Behaviour and Discipline in Schools - Education Committee Contents


Supplementary memorandum submitted by I CAN

  When I gave oral evidence to the Education Select Committee on 29 October, I promised to write with some additional information.

1.  INTEGRATED COMMISSIONING FOR CHILDREN WITH SEND

  In discussion with Members of the Committee, the issue of specialist support to children with behaviour problems came up, particularly as regards Child and Adolescent Mental Health Services (CAMHS), where support needs to come from the NHS. All too often it proves very difficult for schools to access CAMHS and other specialist health support such as Speech and Language Therapy in schools because commissioning budgets and priorities are neither integrated nor aligned across agencies. As a result children fail to receive help and support that is vital to their attainment and behaviour.

  It was in this context that I mentioned a radical proposal put forward in response to the Liberating the NHS White Paper by myself, Paul Ennals of the National Children's Bureau, Christine Lenehan of the Council for Disabled Children and Anita Kerwin-Nye of The Communication Trust. I attach the letter to Andrew Lansley MP, Secretary of State for HeaIth, that I referred to in Committee, which outlines this. We suggest that government builds on its plans to locate the public health commissioning function within local authorities, by also identifying the local authority (working closely with GP consortia) as lead commissioner and budget holder for all local children's community health services.

  We propose this because we consider that Commissioners should be in a position to commission in the round for children's services. The most effective services for children with SEND integrate provision made by NHS therapists with that provided by local authority advisory teachers and special units/schools, and local authority social care services; the most effective early years services integrate the work of health visitors, speech and language therapists and early years practitioners.

  Without overall commissioning, uncoordinated services serve children poorly and mean that the collaborative practice which underpins effective practice is impossible. Commissioners should be in a position to commission services that operate seamlessly at universal, targeted and specialist levels. Any separation of these levels of commissioning risks removing the incentive to invest in cost-effective interventions to reduce service demand later.

  I hope very much indeed that members of the Education Select Committee will consider the arguments put forward in the letter carefully, with a view to recommending the transfer of NHS child health commissioning budgets to Local Authorities we advocate. Improving attainment and behaviour in our schools depends on being able to marshal a range of well integrated specialisms from a number of agencies to support children with SEN and others. This can only happen if there is an integrated approach to budgeting and commissioning across agencies locally.

   The present fragmentation of commissioning across Local Authorities and the NHS serves children very ill. Children with SEND are particular losers in this.

2.  YOUNG PEOPLE WITH SLCN: A HIDDEN POPULATION

  I offered to circulate the table below to illustrate the point that both John Dickinson-Lilley from SEC and I were making about the shift in SEN designations that occurs between primary and secondary school.

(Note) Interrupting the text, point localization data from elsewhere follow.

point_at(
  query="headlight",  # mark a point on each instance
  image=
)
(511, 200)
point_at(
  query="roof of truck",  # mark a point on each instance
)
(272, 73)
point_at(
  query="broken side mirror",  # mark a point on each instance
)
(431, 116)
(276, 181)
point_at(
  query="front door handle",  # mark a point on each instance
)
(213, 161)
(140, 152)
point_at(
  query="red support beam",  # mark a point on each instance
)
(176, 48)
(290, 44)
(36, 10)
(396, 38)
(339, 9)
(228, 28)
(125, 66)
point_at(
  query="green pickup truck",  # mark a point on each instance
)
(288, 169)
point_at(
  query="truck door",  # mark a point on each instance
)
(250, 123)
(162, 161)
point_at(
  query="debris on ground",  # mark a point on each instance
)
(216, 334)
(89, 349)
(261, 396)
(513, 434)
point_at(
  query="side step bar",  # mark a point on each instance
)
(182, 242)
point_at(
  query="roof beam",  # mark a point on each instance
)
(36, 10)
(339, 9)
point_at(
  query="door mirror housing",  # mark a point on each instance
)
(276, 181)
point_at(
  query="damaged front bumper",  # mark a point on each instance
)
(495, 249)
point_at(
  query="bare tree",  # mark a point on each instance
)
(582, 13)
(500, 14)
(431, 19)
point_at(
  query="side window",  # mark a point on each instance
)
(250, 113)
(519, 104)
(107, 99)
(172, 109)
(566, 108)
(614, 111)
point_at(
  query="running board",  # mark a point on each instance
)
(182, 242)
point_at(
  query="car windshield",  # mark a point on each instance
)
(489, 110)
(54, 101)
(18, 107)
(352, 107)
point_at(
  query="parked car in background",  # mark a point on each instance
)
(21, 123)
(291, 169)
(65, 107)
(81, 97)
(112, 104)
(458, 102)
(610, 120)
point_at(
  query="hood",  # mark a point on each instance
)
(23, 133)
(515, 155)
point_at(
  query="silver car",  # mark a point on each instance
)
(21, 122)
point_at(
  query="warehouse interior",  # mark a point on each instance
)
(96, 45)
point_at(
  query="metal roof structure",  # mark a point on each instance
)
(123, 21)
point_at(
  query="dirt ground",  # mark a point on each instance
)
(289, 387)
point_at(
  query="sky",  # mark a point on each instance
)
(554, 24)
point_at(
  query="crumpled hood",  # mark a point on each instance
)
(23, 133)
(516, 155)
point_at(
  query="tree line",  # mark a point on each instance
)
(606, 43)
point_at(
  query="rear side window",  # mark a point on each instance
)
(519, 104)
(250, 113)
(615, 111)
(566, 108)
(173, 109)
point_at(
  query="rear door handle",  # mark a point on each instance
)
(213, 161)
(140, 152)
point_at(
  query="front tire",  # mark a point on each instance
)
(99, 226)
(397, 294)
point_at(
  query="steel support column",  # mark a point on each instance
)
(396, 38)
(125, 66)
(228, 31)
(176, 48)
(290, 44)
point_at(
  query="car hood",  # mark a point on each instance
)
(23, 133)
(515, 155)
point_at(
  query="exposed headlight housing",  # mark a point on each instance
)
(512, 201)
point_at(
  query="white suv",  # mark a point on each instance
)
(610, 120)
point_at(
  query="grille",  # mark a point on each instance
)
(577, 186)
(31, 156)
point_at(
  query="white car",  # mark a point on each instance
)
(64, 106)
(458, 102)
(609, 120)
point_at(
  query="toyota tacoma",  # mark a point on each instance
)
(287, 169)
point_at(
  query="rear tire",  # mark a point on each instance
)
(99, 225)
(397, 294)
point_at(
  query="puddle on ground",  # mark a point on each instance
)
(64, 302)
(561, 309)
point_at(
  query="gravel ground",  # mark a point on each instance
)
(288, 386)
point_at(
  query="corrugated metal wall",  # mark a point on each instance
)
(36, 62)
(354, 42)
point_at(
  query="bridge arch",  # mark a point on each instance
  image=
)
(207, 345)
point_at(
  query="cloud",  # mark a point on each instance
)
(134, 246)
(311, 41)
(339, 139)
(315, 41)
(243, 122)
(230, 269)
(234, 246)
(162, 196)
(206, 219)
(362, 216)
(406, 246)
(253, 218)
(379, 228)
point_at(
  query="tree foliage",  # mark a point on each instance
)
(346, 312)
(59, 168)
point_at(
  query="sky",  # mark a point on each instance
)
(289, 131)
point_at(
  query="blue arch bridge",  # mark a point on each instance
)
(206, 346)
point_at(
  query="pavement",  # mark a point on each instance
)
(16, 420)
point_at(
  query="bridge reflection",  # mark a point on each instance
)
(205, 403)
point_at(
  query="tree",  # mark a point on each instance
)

  As you will see from the table below, school census data indicate that the incidence of SLCN are as high as 24% in primary school years and fall dramatically to 6% in secondary. In contrast, BESD in primary years is around 17% and rises to over 30% in secondary years. It is unlikely that nearly 20% of SLCN disappear between primary and secondary or that BESD rates increase without any links to communication needs and skills. Indeed studies have shown that over time young people with SLCN make progress in language development but remain significantly behind their peers; the underlying language deficit remains.

  The possible reasons for the fall in reported numbers are varied, a central one being the difficulty in identifying language difficulties. SLCN in adolescents are often described as "hidden". Language difficulties may be misinterpreted as bad behaviour rather than be seen for the difficulty it is.


3.  SPEECH LANGUAGE AND COMMUNICATION NEEDS: LINKS TO BEHAVIOR

  I thought it might be useful for the Committee if I summarised some of the evidence linking Speech, Language and Communication Needs and poor behaviour that I drew on in my oral evidence:

    — Without intervention, SLCN impacts on literacy development, educational outcomes, emotional and social development.

    — Children with SLCN are at increased risk of emotional and behavioural difficulties (often undetected) and frequently excluded from school.

    — Although there is uncertainty around the exact relationship between emotional and behavioural difficulties and SLCN, there is a strong correlation with both internalising (eg anxiety, depression) and externalising (eg anti-social behaviours) difficulties in adolescence.

    — Studies indicate that the incidence of communication difficulties among children with behavioural, emotional and social difficulties (BESD) to be between 55 and 100% compared to a typical prevalence of around 5%.

    — Two-thirds of 7-14 year olds with behaviour problems have a communication difficulty.

    — A recent study from the University of Sheffield concluded that "for a high proportion of secondary age pupils at risk of permanent school exclusion, language difficulties are a factor in their behaviour problems and school exclusion."

    — Those with a history of communication difficulties are at a higher risk of developing mental health problems. Unsupported, around one third of children and young people with SLCN will go on to require treatment for mental health problems.

    — 60-90% of young offenders have SLCN.